The Materiality of Mild Fear
Deep Wood Women and Women Who
Have Incidents with Animals
Exhibition: 5 - 26 April 2019
Private View: Thursday 4 April 2019, 6-8:30pm
In her upcoming exhibition at Standpoint Gallery, Denise de Cordova presents a series of imagined beings developed from time spent navigating the deep woods and forests spaces of British Columbia, Canada.
For the past five years, Denise de Cordova has been walking, often alone, in the deep woods and forests spaces of British Columbia, visiting First Nation and Settler communities as part of an ongoing preoccupation with wildness and remoteness. Through her work, de Cordova considers how the idea of the female figurative sculpture can express landscape narratives, intercultural exchange and blended identities that draw upon European and non-European sources which allude to terra mater mythologies.
De Cordova describes falling and tumbling into love with the forest as almost shocking; “a deep phenomenological attachment to place that has become embodied and umbilical; a kind of longing to become part of the deep inside of the forest rather than experiencing a view from afar”. She coverts the sensation that John Berger describes as being “like the inside of a glove by the hand within it”. It’s about closeness, nearness and detail.
Part of the attraction for the artist is fear and the uncanny. How surveillance by non-human eyes and thoughts of being eaten, getting lost, and the supernatural, all feel possible and probable when faced with solitary deep wood imaginings. Feelings that heighten an awareness of mortality and vulnerability; but which also unleash the ‘mild fear’ that is creative and material, and the companion of making.
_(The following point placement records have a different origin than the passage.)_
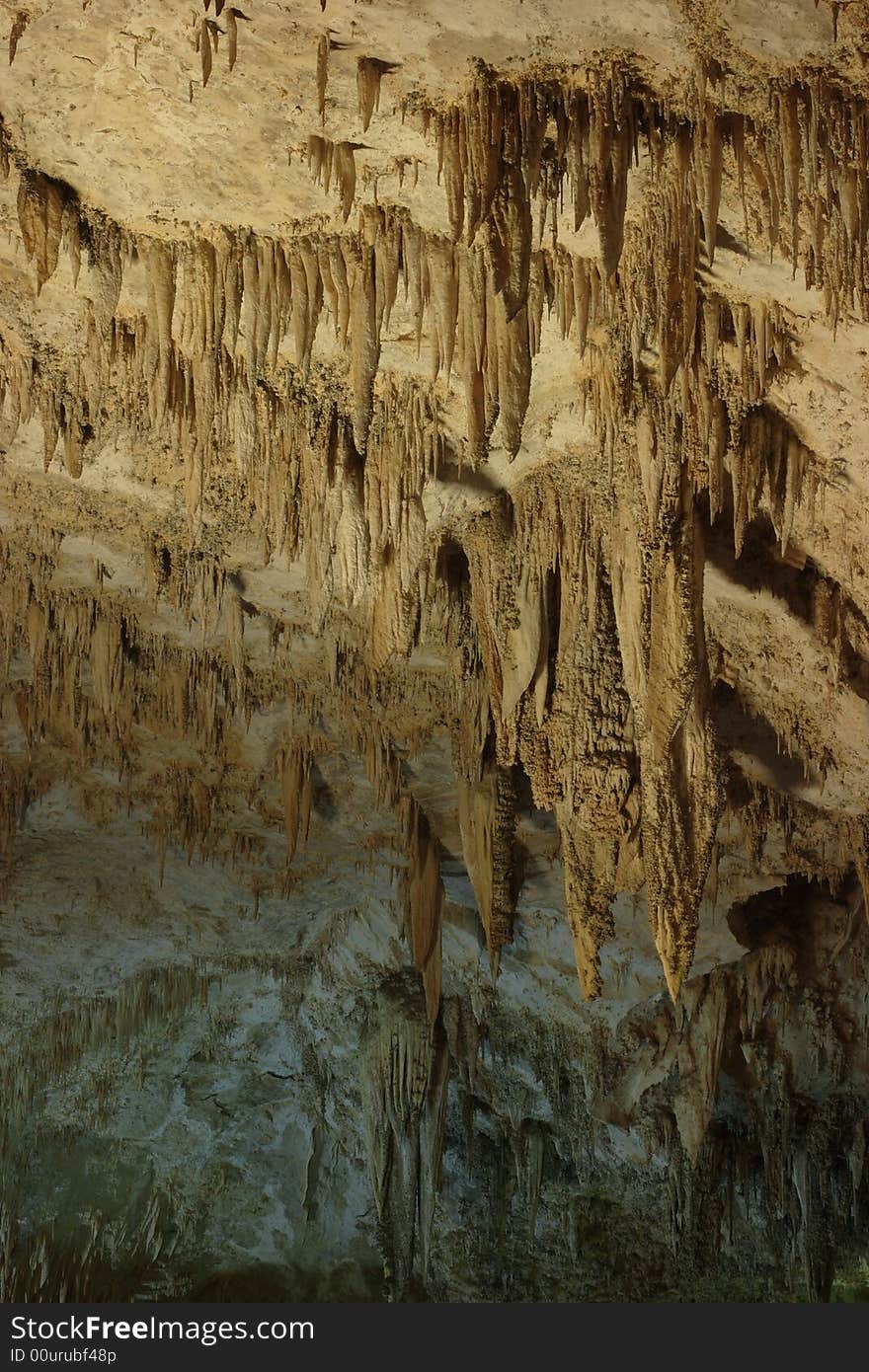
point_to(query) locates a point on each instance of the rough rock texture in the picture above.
(434, 625)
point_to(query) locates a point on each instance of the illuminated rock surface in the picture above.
(434, 625)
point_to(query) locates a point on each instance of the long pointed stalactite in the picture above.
(375, 534)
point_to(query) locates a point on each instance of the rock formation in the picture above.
(432, 560)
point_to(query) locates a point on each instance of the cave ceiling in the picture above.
(434, 647)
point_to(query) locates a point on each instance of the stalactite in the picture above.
(404, 1076)
(369, 73)
(423, 893)
(486, 818)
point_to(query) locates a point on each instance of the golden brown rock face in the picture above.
(490, 421)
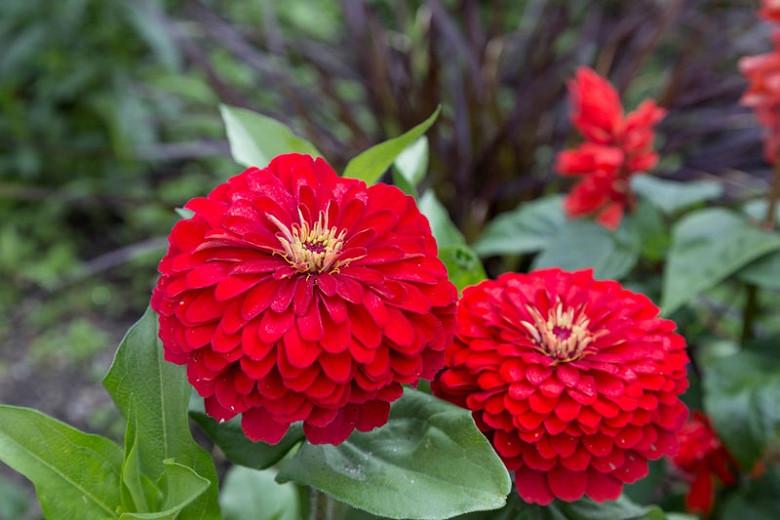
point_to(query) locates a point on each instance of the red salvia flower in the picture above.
(763, 94)
(770, 10)
(295, 295)
(574, 381)
(702, 457)
(616, 147)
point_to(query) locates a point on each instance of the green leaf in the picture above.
(764, 272)
(707, 247)
(444, 230)
(76, 475)
(180, 486)
(463, 265)
(755, 500)
(370, 164)
(528, 228)
(255, 495)
(412, 163)
(159, 393)
(671, 197)
(255, 139)
(621, 509)
(582, 244)
(240, 450)
(428, 461)
(741, 396)
(13, 500)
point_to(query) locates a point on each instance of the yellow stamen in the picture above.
(564, 334)
(310, 248)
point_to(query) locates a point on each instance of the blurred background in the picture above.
(109, 120)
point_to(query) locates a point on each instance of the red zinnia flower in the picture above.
(574, 381)
(702, 457)
(616, 147)
(295, 295)
(770, 10)
(763, 94)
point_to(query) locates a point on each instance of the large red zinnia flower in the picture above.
(295, 295)
(703, 458)
(574, 381)
(763, 94)
(616, 147)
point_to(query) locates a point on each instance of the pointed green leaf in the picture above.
(255, 139)
(707, 247)
(741, 396)
(370, 164)
(582, 244)
(240, 450)
(255, 495)
(161, 395)
(530, 227)
(444, 230)
(76, 475)
(180, 486)
(428, 461)
(412, 163)
(671, 197)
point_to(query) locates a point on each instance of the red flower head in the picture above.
(702, 457)
(616, 147)
(763, 94)
(770, 10)
(295, 295)
(574, 381)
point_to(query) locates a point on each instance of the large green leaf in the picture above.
(764, 272)
(756, 499)
(621, 509)
(255, 139)
(429, 461)
(444, 230)
(741, 395)
(581, 244)
(530, 227)
(255, 495)
(707, 247)
(370, 164)
(671, 197)
(412, 163)
(240, 450)
(180, 487)
(159, 394)
(463, 265)
(76, 475)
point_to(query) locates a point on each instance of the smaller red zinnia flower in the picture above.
(763, 94)
(770, 10)
(702, 457)
(575, 381)
(616, 147)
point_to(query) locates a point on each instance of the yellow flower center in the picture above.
(310, 248)
(564, 334)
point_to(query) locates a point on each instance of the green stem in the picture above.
(751, 308)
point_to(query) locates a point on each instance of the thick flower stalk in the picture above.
(574, 381)
(763, 95)
(616, 148)
(295, 295)
(703, 459)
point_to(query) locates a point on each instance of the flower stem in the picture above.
(751, 297)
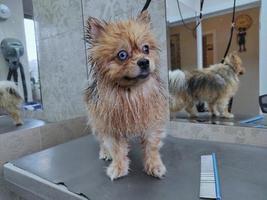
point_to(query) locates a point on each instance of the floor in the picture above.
(7, 125)
(207, 119)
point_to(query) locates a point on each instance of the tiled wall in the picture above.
(13, 27)
(61, 49)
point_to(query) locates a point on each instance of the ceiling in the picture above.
(189, 8)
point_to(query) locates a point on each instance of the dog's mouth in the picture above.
(141, 76)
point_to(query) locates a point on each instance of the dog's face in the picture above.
(236, 62)
(123, 53)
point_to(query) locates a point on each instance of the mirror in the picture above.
(201, 88)
(18, 55)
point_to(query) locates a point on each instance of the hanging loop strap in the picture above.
(231, 33)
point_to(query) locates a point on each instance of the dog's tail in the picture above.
(177, 81)
(11, 89)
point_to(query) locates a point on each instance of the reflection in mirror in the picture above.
(204, 89)
(19, 74)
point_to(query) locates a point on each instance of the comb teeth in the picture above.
(209, 185)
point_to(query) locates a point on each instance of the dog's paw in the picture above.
(156, 169)
(228, 115)
(19, 123)
(117, 169)
(104, 155)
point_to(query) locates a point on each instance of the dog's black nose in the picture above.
(143, 63)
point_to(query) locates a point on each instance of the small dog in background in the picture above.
(214, 85)
(125, 96)
(10, 100)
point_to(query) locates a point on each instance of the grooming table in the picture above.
(73, 171)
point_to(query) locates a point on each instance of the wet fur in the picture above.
(10, 100)
(214, 85)
(119, 109)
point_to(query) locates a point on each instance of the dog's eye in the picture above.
(122, 55)
(145, 49)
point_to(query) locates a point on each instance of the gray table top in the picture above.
(242, 169)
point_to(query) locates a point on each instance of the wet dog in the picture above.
(125, 96)
(214, 85)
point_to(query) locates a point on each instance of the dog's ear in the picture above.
(94, 28)
(144, 17)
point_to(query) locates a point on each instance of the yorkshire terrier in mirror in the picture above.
(10, 101)
(214, 85)
(125, 96)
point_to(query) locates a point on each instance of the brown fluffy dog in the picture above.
(214, 85)
(126, 97)
(10, 100)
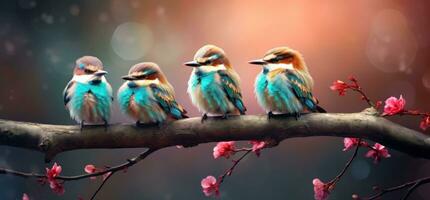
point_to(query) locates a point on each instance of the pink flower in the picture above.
(257, 146)
(224, 149)
(321, 190)
(350, 143)
(378, 104)
(53, 172)
(90, 169)
(56, 187)
(394, 105)
(210, 186)
(105, 176)
(339, 86)
(25, 197)
(378, 152)
(425, 123)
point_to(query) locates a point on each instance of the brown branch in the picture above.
(101, 185)
(123, 166)
(54, 139)
(347, 165)
(229, 171)
(412, 186)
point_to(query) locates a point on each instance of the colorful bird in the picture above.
(148, 97)
(214, 85)
(285, 85)
(88, 96)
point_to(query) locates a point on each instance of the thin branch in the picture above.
(129, 163)
(54, 139)
(101, 185)
(412, 186)
(347, 165)
(229, 171)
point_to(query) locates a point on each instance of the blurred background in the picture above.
(385, 44)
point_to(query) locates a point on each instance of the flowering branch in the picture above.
(393, 106)
(101, 185)
(342, 87)
(412, 185)
(56, 181)
(210, 184)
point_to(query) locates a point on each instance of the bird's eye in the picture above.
(87, 71)
(141, 76)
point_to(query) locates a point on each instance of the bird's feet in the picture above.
(106, 124)
(204, 117)
(296, 115)
(82, 124)
(138, 124)
(270, 115)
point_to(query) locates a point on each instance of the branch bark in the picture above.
(54, 139)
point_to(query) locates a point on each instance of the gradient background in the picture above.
(385, 44)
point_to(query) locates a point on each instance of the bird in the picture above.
(214, 85)
(148, 97)
(88, 96)
(284, 86)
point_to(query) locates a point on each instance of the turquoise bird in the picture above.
(148, 97)
(214, 85)
(88, 96)
(284, 87)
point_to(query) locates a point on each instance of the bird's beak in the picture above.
(192, 64)
(100, 73)
(129, 78)
(257, 62)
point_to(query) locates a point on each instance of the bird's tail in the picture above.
(320, 109)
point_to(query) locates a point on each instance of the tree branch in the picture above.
(54, 139)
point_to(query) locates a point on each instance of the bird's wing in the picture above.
(232, 90)
(302, 92)
(167, 102)
(67, 95)
(109, 89)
Conceived as a visual love letter (of sorts) to the deep woods, the exhibition presents the imagined beings that exist in the spaces between the trees: maenads, huntresses, wise women and goddesses, conflate and blur to create hybrid characters that have been ‘collected’ by the artist to be her fictitious walking companions. Ideas of dress, costume, myth and folklore congeal and compress: Fog/ Volcano Woman (Haida First Nation) greets and walks with Demeter (Classical European). Log Lady (Twin Peaks), the faithful one, is always there.
But in all fears, mild or otherwise, there are questions and doubts that flavour imagination and making, and for de Cordova one perpetually returns: Whether, as a European, it is possible to go beyond familiar frames of reference in terms of forest narratives, and how does one acknowledge similarity and difference simultaneously? Answer? Probably do more walking...
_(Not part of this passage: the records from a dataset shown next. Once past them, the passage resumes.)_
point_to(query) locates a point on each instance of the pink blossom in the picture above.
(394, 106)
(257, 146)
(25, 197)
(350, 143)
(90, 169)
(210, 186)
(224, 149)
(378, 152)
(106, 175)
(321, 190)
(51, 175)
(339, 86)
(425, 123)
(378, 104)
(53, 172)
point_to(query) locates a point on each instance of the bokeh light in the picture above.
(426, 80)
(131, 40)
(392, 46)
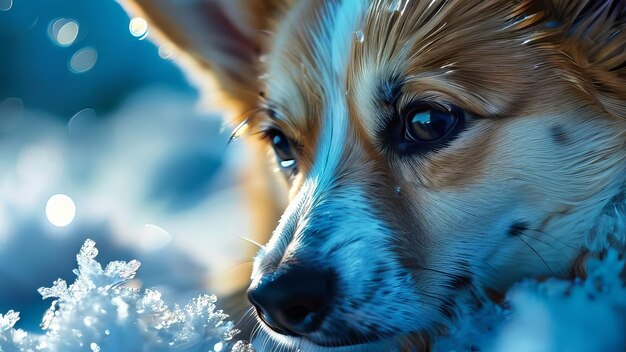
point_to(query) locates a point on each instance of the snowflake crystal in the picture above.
(97, 312)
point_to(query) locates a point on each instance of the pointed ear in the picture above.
(592, 35)
(215, 40)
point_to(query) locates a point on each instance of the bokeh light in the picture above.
(60, 210)
(63, 31)
(138, 27)
(83, 60)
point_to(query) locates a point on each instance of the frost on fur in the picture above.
(97, 312)
(554, 315)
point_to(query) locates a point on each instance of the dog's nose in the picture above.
(293, 301)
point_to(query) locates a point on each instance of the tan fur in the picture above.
(543, 87)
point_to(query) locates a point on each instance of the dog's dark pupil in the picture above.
(282, 148)
(429, 125)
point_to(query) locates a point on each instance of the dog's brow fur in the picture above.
(536, 173)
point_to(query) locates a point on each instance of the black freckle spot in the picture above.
(377, 280)
(517, 228)
(558, 134)
(591, 297)
(460, 281)
(334, 249)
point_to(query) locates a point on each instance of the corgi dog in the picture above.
(434, 151)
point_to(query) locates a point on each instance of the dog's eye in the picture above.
(423, 127)
(426, 124)
(282, 148)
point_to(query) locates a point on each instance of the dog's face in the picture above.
(434, 151)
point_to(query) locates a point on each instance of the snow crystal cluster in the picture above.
(98, 312)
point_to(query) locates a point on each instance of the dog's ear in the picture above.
(592, 36)
(220, 39)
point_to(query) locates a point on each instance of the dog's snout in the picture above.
(293, 301)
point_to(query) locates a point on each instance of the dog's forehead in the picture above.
(472, 54)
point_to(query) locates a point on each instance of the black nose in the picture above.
(293, 301)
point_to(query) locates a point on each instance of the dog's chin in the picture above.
(268, 340)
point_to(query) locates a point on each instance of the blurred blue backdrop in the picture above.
(91, 109)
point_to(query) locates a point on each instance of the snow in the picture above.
(553, 315)
(99, 311)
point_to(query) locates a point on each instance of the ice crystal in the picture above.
(98, 312)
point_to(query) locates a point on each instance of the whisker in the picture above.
(536, 252)
(252, 241)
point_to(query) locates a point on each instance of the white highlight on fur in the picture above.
(336, 39)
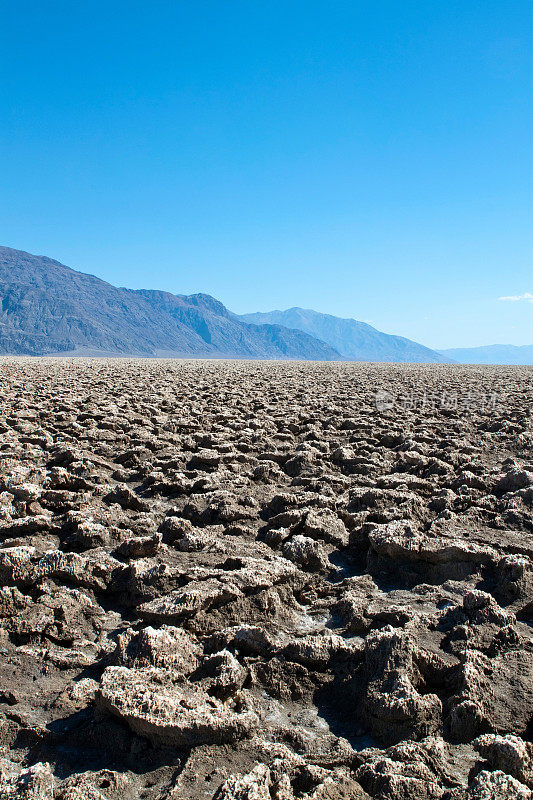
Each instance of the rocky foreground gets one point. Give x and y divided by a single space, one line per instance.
265 581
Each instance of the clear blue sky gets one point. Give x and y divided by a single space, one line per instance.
367 159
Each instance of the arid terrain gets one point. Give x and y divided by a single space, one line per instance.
265 581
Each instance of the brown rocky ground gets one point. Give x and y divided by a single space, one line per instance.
265 581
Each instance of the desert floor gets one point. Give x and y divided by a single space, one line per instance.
265 581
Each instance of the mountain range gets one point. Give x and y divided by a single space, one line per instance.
492 354
48 308
356 341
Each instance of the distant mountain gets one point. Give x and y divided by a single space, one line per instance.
48 308
492 354
352 339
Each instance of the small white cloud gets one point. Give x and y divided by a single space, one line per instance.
513 298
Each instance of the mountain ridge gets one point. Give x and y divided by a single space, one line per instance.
48 308
498 354
355 340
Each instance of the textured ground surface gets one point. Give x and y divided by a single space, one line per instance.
265 581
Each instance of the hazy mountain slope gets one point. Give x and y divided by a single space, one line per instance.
47 307
353 339
492 354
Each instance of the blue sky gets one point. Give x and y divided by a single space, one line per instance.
365 159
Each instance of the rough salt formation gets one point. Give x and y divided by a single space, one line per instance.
249 581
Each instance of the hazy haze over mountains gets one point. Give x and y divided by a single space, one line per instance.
49 308
492 354
352 339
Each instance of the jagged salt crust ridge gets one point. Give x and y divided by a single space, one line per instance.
248 581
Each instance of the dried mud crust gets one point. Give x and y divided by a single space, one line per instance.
250 581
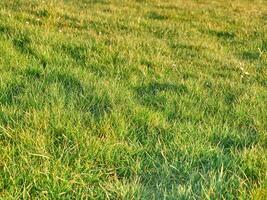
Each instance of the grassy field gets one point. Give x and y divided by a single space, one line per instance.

Denise de Cordova (born 1957 Birkenhead, UK) trained at the Laird School of Arts and Crafts, Birkenhead (1975–1976) and Brighton Polytechnic (1977–1980). In 1981 she was selected for the Royal College of Art Travel Scholarship to Carrara, Italy, and in 1983 gained an MA in Sculpture from the Royal College of Art. She was the Henry Moore Foundation Fellow in 1984–1985 and became a member of Royal Society of Sculptors in 2015.
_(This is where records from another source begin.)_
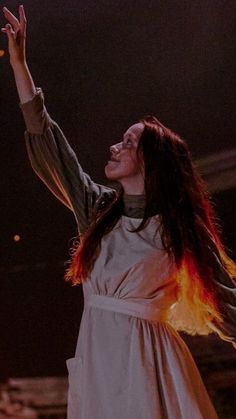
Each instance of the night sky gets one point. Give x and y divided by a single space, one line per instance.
102 65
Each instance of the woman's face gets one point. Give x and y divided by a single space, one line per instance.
125 166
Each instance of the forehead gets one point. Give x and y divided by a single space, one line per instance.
135 131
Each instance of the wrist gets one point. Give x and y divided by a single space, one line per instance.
17 64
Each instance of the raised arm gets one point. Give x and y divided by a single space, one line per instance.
50 154
16 33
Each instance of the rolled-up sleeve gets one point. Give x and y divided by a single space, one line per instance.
54 161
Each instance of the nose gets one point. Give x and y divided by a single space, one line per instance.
115 148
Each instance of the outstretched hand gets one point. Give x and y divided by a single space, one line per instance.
15 30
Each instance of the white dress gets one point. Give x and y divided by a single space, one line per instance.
130 363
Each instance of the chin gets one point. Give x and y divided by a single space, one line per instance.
110 175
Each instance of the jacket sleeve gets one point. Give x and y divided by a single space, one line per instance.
56 164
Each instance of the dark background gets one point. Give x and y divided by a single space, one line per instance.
102 65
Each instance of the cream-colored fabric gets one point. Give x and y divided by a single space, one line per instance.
129 362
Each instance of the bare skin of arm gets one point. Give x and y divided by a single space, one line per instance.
15 30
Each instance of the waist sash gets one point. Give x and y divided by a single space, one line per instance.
133 308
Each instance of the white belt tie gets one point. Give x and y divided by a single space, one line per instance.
147 312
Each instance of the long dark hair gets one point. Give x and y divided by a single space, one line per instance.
189 229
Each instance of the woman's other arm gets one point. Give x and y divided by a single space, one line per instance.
50 154
15 30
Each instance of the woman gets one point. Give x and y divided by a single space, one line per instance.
150 261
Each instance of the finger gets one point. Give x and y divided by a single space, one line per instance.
22 19
11 18
10 33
Recent residencies include Test Drive Residency, Bowen Island, BC, Canada (2018), Ceramic workshop residency, Bowen Island, BC, Canada (2017), Garage Editions Print Residency, University of Worcester (2015), Ceramics Residency, Standpoint, London (2014). Recent solo exhibitions include: Plaything Two person Exhibition, Blyth Gallery, Imperial College, London 2017, Lies and Camouflage, Art Projects - Eagle Gallery, London Art Fair 2015, Congregation, Jesus College, Cambridge 2013, Salon Particular, Middleton Square Church, Islington, London 2011, Doña Stones and Other Stories, Eagle Gallery, London 2011, Contemporary Sculpture Programme, Clifford Chance, Canary Wharf, London 2010-11. Recent group exhibitions include Particular Conditions, Millimetre 02 Project, Kingsgate Project Space, London and Kyoto, Japan 2016/17, Drawing Show, Royal College of Art, London 2016, Kicking an Elephant Through a Catflap, Royal College of Art, London 2016, Summer Exhibition, Royal Academy of Arts, London.
Denise de Cordova is represented by Eagle Gallery, London.